Six days before Christmas, the US Department of Justice loudly announced a win in the ongoing fight against the scourge of ransomware: An FBI-led, international operation had targeted the notorious hacking group known as BlackCat or AlphV, releasing decryption keys to foil its ransom attempts against hundreds of victims and seizing the dark web sites it had used to threaten and extort them. “In disrupting the BlackCat ransomware group, the Justice Department has once again hacked the hackers,” deputy attorney general Lisa Monaco declared in a statement.

Two months and one week later, however, those hackers don’t appear particularly “disrupted.” For the last seven days and counting, BlackCat has held hostage the medical firm Change Healthcare, crippling its software in hospitals and pharmacies across the United States, leading to delays in drug prescriptions for an untold number of patients.

The ongoing outage at Change Healthcare, first reported to be a BlackCat attack by Reuters, represents a particularly grim incident in the ransomware epidemic not just due to its severity, its length, and the potential toll on victims’ health.
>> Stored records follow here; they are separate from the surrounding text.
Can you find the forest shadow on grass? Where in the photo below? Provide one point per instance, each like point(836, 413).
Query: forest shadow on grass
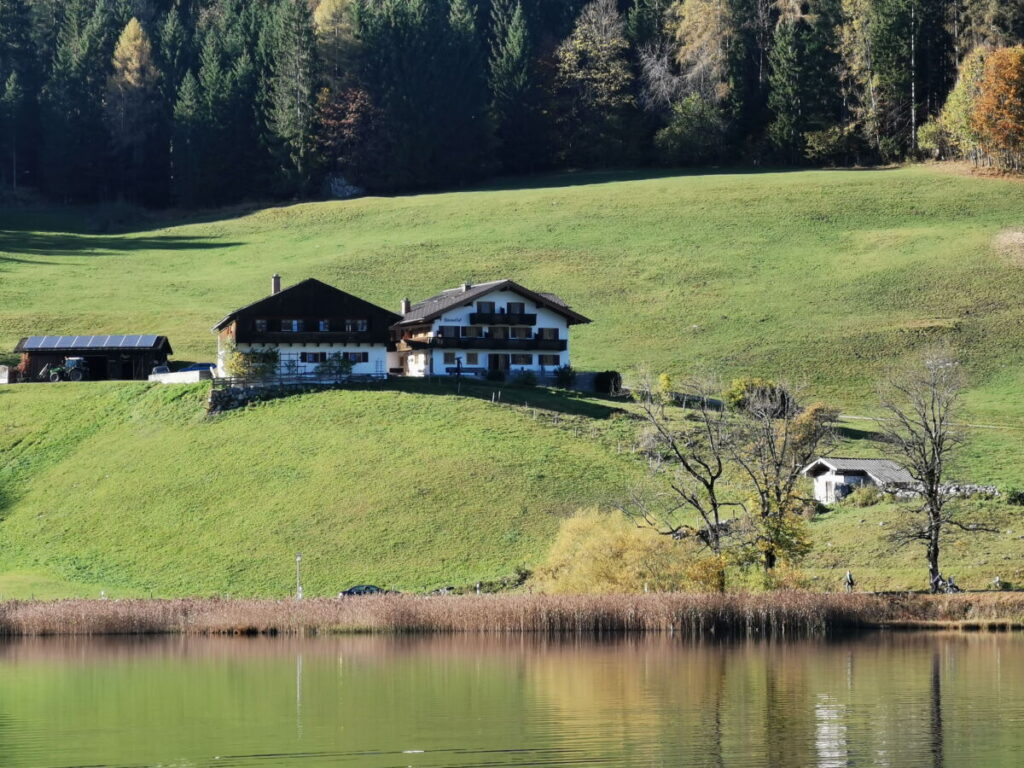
point(15, 245)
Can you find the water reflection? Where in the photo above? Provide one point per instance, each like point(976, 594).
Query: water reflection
point(901, 700)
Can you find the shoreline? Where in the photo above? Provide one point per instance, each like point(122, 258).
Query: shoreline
point(775, 615)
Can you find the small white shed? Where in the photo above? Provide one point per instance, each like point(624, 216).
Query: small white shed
point(835, 478)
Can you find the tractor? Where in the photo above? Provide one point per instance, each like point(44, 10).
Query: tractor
point(74, 369)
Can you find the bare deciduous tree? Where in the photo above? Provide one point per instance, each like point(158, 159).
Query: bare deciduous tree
point(923, 403)
point(776, 440)
point(693, 455)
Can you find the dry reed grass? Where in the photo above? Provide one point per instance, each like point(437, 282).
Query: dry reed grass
point(775, 614)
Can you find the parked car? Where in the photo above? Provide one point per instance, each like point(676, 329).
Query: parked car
point(365, 589)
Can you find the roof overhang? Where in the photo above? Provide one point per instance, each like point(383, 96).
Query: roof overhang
point(573, 317)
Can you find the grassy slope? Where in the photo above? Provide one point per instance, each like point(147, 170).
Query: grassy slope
point(825, 276)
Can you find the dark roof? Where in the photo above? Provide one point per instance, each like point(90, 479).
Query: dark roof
point(883, 471)
point(305, 293)
point(428, 309)
point(93, 343)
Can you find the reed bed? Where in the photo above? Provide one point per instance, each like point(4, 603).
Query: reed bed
point(776, 614)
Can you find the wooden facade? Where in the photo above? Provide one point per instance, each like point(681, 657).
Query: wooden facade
point(308, 312)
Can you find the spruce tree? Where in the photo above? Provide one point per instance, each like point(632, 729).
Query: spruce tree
point(514, 107)
point(132, 108)
point(186, 143)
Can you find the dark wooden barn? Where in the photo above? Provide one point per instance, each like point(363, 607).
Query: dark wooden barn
point(118, 356)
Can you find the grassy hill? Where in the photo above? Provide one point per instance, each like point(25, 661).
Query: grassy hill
point(824, 276)
point(129, 487)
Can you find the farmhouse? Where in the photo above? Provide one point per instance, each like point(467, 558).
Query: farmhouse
point(498, 327)
point(836, 478)
point(105, 356)
point(308, 325)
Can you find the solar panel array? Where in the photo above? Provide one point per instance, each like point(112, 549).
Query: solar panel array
point(43, 343)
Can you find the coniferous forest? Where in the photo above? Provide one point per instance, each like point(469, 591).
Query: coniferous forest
point(203, 102)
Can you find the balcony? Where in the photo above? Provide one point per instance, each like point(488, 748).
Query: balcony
point(502, 318)
point(445, 342)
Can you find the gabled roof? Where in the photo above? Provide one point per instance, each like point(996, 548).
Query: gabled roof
point(93, 343)
point(883, 471)
point(429, 309)
point(307, 292)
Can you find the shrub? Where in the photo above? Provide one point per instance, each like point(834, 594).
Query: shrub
point(256, 364)
point(602, 553)
point(865, 496)
point(524, 379)
point(742, 392)
point(608, 382)
point(564, 377)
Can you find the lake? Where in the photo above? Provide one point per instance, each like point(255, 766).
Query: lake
point(878, 699)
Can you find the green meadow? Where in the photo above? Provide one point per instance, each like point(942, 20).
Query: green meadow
point(821, 278)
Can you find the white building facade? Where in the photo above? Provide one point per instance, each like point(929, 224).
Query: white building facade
point(492, 329)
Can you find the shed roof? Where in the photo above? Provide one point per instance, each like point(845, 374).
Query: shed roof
point(429, 309)
point(94, 343)
point(883, 471)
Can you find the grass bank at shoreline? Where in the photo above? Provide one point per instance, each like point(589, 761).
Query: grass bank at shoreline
point(777, 614)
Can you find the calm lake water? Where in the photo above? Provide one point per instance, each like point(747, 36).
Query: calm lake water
point(875, 700)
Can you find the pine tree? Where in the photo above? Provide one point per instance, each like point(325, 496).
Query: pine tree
point(186, 146)
point(292, 117)
point(784, 95)
point(594, 83)
point(12, 107)
point(336, 38)
point(76, 145)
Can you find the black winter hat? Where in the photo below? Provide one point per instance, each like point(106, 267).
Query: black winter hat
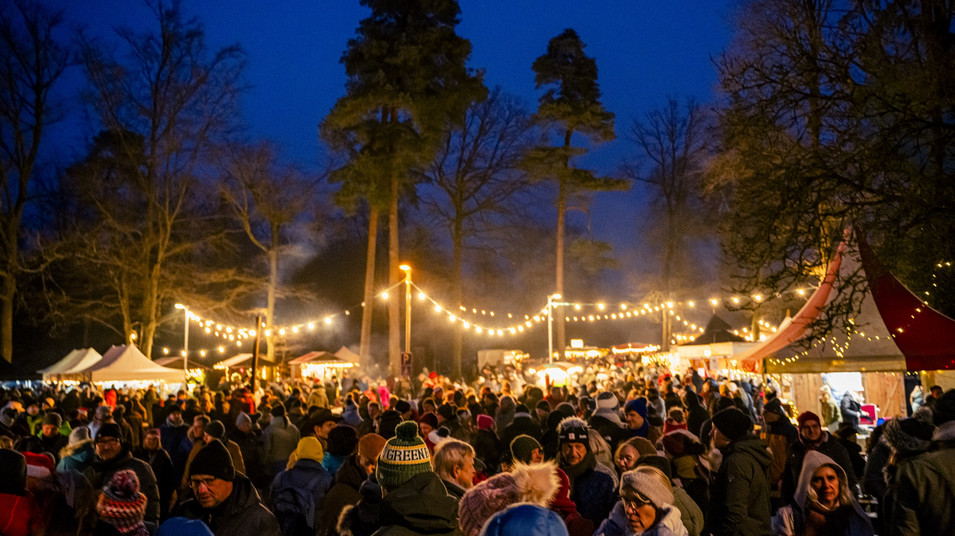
point(732, 423)
point(214, 460)
point(109, 429)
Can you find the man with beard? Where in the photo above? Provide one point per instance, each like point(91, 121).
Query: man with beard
point(591, 486)
point(113, 455)
point(223, 499)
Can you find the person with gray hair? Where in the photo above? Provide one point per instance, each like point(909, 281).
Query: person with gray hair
point(454, 462)
point(645, 507)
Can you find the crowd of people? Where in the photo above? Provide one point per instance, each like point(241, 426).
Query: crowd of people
point(619, 452)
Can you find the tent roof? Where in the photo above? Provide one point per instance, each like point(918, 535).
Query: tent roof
point(127, 363)
point(887, 336)
point(74, 361)
point(241, 360)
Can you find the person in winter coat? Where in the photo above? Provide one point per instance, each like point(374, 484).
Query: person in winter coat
point(645, 507)
point(525, 520)
point(780, 435)
point(291, 489)
point(592, 487)
point(225, 500)
point(20, 515)
point(78, 453)
point(823, 503)
point(348, 480)
point(415, 500)
point(279, 440)
point(535, 483)
point(924, 491)
point(851, 409)
point(739, 502)
point(812, 437)
point(159, 461)
point(113, 455)
point(606, 420)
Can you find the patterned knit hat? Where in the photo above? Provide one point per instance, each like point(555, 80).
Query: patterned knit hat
point(122, 504)
point(403, 457)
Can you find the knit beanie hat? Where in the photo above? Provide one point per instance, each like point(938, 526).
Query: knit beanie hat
point(370, 445)
point(342, 440)
point(944, 410)
point(635, 482)
point(639, 405)
point(573, 430)
point(908, 436)
point(522, 446)
point(109, 429)
point(732, 423)
point(216, 429)
point(774, 406)
point(309, 448)
point(523, 519)
point(53, 418)
point(78, 435)
point(402, 457)
point(807, 416)
point(243, 418)
point(485, 422)
point(122, 505)
point(214, 460)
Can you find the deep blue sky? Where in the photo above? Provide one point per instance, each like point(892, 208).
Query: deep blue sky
point(645, 51)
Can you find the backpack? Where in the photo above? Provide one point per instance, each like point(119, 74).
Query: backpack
point(294, 505)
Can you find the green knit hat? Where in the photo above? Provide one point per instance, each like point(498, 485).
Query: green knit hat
point(403, 457)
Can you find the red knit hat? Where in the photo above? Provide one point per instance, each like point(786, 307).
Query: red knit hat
point(807, 416)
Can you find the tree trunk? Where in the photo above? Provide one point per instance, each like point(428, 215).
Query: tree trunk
point(367, 308)
point(457, 292)
point(394, 277)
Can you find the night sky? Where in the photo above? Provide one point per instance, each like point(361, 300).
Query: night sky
point(644, 50)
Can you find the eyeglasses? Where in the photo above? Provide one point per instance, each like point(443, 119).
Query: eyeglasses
point(636, 502)
point(197, 482)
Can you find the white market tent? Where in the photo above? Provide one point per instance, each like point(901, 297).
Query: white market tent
point(126, 364)
point(78, 359)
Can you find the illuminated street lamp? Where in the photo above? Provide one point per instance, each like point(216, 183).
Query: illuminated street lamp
point(550, 326)
point(185, 346)
point(407, 270)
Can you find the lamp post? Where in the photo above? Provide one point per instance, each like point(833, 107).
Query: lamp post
point(407, 270)
point(550, 326)
point(185, 347)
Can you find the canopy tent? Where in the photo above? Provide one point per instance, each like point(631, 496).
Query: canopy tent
point(126, 364)
point(241, 360)
point(314, 357)
point(77, 360)
point(175, 362)
point(347, 355)
point(894, 331)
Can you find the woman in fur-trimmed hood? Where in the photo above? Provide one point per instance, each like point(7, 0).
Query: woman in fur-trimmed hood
point(534, 483)
point(823, 503)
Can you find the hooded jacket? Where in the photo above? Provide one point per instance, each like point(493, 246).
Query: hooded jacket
point(739, 504)
point(790, 520)
point(924, 492)
point(419, 506)
point(241, 514)
point(344, 492)
point(669, 524)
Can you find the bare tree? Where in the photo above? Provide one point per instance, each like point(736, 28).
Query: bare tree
point(33, 59)
point(164, 101)
point(477, 182)
point(266, 199)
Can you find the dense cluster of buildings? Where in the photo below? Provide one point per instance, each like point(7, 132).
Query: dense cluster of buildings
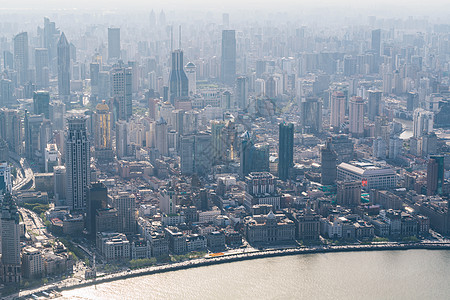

Ransomware-tracking analysts say it also illustrates how even law enforcement’s wins against ransomware groups appear to be increasingly short-lived, as the hackers that law enforcement target in carefully coordinated busts simply rebuild and restart their attacks with impunity.

“Because we can’t arrest the core operators that are in Russia or in areas that are uncooperative with law enforcement, we can’t stop them,” says Allan Liska, a ransomware-focused researcher for cybersecurity firm Recorded Future. Instead, Liska says, law enforcement often has had to settle for spending months or years arranging takedowns that target infrastructure or aid victims, but without laying hands on the attacks’ perpetrators. “The threat actors just need to regroup, get drunk for a weekend, and then start right back up,” Liska says.

In another, more recent bust, the UK’s National Crime Agency last week led a broad takedown effort against the notorious Lockbit ransomware group, hijacking its infrastructure, seizing many of its cryptocurrency wallets, taking down its dark web sites, and even obtaining information about its operators and partners. Yet less than a week later, Lockbit has already launched a fresh dark web site where it continues to extort its victims, showing countdown timers for each one that indicate the remaining days or hours before it dumps their stolen data online.

None of that means law enforcement’s BlackCat or Lockbit operations haven’t had some effect. BlackCat listed 28 victims on its dark web site for February so far, a significant drop from the 60-plus Recorded Future counted on its site in December prior to the FBI’s takedown. (Change Healthcare isn’t currently listed among BlackCat’s current victims on its site, though the hackers reportedly took credit for the attack, according to ransomware-tracking site Change Healthcare also didn’t respond to WIRED’s request for comment on the cyberattack.)

Lockbit, for its part, may be hiding the extent of its disruption behind the bluster of its new leak site, argues Brett Callow, a ransomware analyst at security firm Emsisoft. He says that the group is likely downplaying last week’s bust in part to avoid losing the trust of its affiliate partners, the hackers who penetrate victim networks on Lockbit’s behalf and might be spooked by the possibility that Lockbit has been compromised by law enforcement.